Bitcoin liquidation clusters are thickening on either side of spot, with more than $1.64 billion in long liquidations stacked below $70,721 and over $1.25 billion in short liquidations piled above $78,068, as leverage creeps back into the market and traders brace for a two-sided squeeze.
A liquidation cluster is a price area where a large number of leveraged futures positions would be force-closed if spot trades through that level. CoinGecko’s Bitcoin market page, citing CoinGlass, flags two such pockets around current price: $1.64 billion in long liquidations below $70,721 and $1.25 billion in short liquidations above $78,068.
CoinGecko market data view included to frame the latest move in bitcoin.
Spot BTC is wedged between those walls at roughly $74,049, with a flat 24-hour change of about 0.02% and a market capitalization near $1.48 trillion on $42.4 billion of daily volume. The setup effectively maps two liquidity magnets just a few thousand dollars away in either direction.
Clusters like these tend to act as targets during volatile sessions, because forced unwinds feed back into price and accelerate moves once either threshold is breached. That dynamic is a recurring theme in recent BTC structure reads, including coverage of how Bitcoin has traded near its $78K true market mean ahead of Fed data.

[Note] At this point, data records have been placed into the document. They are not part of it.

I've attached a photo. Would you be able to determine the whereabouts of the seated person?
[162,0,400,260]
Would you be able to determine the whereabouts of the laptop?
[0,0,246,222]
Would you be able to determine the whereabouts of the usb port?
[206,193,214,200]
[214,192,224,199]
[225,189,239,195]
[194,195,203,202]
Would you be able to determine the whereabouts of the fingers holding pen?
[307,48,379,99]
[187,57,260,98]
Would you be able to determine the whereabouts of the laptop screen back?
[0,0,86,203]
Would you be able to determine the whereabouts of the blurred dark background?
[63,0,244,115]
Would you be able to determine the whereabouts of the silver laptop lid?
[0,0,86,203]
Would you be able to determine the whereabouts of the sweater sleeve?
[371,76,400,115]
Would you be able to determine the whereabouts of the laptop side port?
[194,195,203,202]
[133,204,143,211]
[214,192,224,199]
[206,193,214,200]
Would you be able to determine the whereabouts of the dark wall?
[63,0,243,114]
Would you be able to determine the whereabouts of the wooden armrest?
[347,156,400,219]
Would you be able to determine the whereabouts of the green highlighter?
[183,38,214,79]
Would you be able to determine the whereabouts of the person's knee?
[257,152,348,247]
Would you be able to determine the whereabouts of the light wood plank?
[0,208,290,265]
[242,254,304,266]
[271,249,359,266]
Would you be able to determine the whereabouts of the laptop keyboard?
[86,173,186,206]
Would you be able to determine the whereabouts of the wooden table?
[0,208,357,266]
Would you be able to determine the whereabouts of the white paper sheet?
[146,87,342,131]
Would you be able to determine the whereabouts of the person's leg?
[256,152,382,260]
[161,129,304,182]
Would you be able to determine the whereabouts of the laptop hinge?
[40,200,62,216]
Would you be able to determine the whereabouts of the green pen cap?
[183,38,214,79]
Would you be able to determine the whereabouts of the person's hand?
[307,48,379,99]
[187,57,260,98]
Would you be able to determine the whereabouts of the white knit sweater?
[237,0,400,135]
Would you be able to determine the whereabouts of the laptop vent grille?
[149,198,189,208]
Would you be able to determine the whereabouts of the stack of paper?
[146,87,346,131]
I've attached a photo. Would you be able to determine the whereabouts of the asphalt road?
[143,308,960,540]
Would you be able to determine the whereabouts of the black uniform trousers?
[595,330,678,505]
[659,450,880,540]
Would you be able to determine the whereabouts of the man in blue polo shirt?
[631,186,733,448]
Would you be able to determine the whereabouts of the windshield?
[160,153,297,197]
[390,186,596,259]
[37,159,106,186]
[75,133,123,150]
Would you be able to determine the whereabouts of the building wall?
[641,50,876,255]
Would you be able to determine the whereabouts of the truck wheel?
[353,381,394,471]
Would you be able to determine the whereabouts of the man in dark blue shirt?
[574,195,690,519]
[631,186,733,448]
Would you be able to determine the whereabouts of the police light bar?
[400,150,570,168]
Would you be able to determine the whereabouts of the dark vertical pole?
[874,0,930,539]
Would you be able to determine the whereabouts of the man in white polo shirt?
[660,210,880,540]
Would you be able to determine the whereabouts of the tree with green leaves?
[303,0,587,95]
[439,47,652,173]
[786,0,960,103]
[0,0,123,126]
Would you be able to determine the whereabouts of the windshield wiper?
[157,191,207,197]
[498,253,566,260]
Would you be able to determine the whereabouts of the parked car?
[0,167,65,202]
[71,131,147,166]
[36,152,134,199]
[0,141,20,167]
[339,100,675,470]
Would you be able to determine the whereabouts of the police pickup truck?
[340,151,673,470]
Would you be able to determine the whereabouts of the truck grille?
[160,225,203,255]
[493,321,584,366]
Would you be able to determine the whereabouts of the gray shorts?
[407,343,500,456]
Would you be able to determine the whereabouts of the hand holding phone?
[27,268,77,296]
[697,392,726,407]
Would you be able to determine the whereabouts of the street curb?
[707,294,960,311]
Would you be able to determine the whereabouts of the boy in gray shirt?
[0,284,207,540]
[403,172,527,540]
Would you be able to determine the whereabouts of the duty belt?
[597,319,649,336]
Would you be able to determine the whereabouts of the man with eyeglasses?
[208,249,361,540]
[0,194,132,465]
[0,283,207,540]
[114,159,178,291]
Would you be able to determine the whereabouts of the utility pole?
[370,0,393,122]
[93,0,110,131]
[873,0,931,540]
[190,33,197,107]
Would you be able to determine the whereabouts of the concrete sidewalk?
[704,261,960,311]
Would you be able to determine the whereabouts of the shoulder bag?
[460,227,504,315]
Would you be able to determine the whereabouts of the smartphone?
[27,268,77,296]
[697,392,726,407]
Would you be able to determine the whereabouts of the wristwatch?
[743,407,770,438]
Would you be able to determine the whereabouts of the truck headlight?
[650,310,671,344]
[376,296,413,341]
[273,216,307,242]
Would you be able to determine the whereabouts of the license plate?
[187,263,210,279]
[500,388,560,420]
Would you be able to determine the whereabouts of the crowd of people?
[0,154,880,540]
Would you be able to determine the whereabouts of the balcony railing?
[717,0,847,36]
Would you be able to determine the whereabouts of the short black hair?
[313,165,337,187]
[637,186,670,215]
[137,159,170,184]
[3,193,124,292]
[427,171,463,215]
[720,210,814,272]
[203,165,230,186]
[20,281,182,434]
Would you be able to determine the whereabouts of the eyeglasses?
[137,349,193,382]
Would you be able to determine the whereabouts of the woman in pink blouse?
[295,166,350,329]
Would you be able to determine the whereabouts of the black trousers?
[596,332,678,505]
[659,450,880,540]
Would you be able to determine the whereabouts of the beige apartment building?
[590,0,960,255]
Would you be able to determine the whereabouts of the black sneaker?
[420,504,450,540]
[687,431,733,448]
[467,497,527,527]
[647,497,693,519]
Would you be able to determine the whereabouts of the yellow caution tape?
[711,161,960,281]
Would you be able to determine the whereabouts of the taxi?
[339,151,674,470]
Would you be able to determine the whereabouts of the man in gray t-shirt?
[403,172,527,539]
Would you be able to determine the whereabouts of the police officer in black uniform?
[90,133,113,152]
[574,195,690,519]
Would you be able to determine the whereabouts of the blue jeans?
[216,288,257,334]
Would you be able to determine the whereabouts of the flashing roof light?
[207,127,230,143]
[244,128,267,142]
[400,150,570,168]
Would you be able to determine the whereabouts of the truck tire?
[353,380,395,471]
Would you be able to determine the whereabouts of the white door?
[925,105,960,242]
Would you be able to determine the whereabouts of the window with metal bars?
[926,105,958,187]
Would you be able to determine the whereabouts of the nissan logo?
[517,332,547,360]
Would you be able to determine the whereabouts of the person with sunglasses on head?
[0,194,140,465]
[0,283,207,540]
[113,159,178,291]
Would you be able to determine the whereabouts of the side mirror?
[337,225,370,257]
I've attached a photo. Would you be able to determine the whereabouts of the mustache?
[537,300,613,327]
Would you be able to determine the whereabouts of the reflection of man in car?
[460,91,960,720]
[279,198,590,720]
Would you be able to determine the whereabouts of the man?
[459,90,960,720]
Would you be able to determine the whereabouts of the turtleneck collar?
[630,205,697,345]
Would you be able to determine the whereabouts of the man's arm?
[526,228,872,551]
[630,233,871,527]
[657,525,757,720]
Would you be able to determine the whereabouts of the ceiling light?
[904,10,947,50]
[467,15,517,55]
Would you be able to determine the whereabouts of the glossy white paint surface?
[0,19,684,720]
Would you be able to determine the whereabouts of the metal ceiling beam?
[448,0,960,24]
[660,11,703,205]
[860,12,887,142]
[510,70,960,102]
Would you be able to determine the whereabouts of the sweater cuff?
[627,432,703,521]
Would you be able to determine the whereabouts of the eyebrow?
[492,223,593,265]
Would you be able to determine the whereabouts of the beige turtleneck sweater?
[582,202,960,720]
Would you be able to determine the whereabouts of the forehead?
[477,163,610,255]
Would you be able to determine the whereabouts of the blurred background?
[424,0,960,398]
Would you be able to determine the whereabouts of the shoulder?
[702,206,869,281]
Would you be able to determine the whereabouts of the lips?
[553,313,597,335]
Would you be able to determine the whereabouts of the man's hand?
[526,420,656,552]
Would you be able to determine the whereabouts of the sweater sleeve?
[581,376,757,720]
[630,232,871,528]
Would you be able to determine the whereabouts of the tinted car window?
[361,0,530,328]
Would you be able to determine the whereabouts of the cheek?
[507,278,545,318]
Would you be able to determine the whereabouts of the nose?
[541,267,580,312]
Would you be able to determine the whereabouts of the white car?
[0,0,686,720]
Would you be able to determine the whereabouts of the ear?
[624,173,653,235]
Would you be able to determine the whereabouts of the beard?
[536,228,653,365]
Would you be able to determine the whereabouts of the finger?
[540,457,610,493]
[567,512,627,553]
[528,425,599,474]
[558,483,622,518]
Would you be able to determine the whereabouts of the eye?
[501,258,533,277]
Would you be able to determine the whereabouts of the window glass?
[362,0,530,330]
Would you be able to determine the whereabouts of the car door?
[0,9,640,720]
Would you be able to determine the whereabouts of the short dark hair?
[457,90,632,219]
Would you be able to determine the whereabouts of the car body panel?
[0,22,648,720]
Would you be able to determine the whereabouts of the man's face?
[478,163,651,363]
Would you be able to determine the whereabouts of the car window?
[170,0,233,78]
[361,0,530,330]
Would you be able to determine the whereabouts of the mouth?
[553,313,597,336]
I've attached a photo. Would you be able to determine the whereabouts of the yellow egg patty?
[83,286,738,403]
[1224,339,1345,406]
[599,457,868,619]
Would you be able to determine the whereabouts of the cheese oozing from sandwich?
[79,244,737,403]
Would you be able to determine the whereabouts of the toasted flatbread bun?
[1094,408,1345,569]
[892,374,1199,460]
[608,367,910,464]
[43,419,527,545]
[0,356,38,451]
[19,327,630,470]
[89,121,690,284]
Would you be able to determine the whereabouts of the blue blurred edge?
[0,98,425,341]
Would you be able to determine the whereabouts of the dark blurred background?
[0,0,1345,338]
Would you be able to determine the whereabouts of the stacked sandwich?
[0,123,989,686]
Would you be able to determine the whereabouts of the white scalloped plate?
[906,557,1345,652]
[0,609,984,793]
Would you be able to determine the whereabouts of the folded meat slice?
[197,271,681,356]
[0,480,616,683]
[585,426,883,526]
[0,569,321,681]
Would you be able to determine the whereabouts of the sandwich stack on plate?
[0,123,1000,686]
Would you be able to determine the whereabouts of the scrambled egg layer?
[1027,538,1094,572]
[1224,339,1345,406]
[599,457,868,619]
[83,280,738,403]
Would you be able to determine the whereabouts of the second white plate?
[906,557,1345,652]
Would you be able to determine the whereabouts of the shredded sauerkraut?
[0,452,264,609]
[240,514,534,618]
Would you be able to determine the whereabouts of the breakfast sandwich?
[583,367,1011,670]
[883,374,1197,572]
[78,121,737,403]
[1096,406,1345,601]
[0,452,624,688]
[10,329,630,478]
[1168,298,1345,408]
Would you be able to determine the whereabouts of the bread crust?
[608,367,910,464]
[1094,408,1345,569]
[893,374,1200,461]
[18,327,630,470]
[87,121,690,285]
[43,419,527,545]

Derivatives activity is ticking up alongside the cluster build. CoinMarketCap’s global metrics show 24-hour derivatives volume at roughly $732.3 billion, a 5.42% increase on the day, signaling that speculative positioning is being rebuilt rather than trimmed.
CoinGlass derivatives screen showing the positioning backdrop around bitcoin.
Sentiment, however, is not riding that leverage higher. The Alternative.me Fear & Greed Index prints 23, firmly in Extreme Fear, pointing to traders reaching for leverage even while broad conviction is weak. Rising leverage into a fearful tape is historically the condition most prone to violent squeezes in either direction.
Social data tells a similar story, with LunarCrush showing a Bitcoin galaxy score of 51.4 and an alt rank of 231, suggesting attention is lukewarm even as positioning gets heavier. That is the classic profile of a market where conviction lags exposure, a mismatch that typically resolves through a forced move rather than a drift.
The cluster map gives traders a straightforward short-term framework: a break below the lower zone risks cascading the $1.64 billion of trapped longs, while a push through the upper zone threatens to flush the $1.25 billion of shorts. Either way, the liquidation pockets themselves become the price objectives.
On-chain analyst _Checkonchain said on X that the market has already been through a “2-sigma long liquidation event” and warned a further wick into the $70K to $80K zone would not be surprising, identifying roughly $78K as the next support area, in comments highlighted by Cointelegraph.
The regulatory backdrop is not driving this particular setup; the pressure is coming from derivatives positioning and liquidity structure rather than policy catalysts. That puts the focus squarely on order books and funding, not headlines, even as sector news such as the SEC’s five-year relief for some self-custody crypto apps and debate over a yuan-backed stablecoin continues in the background.
With spot pinned near the midpoint and leverage rebuilding into Extreme Fear, the path of least resistance is whichever cluster gives way first. Traders watching this tape will likely key off the $70,721 and $78,068 thresholds as the trigger lines for the next impulsive move.
Disclaimer: This article is for informational purposes only and does not constitute financial or investment advice. Cryptocurrency and digital asset markets carry significant risk. Always do your own research before making decisions.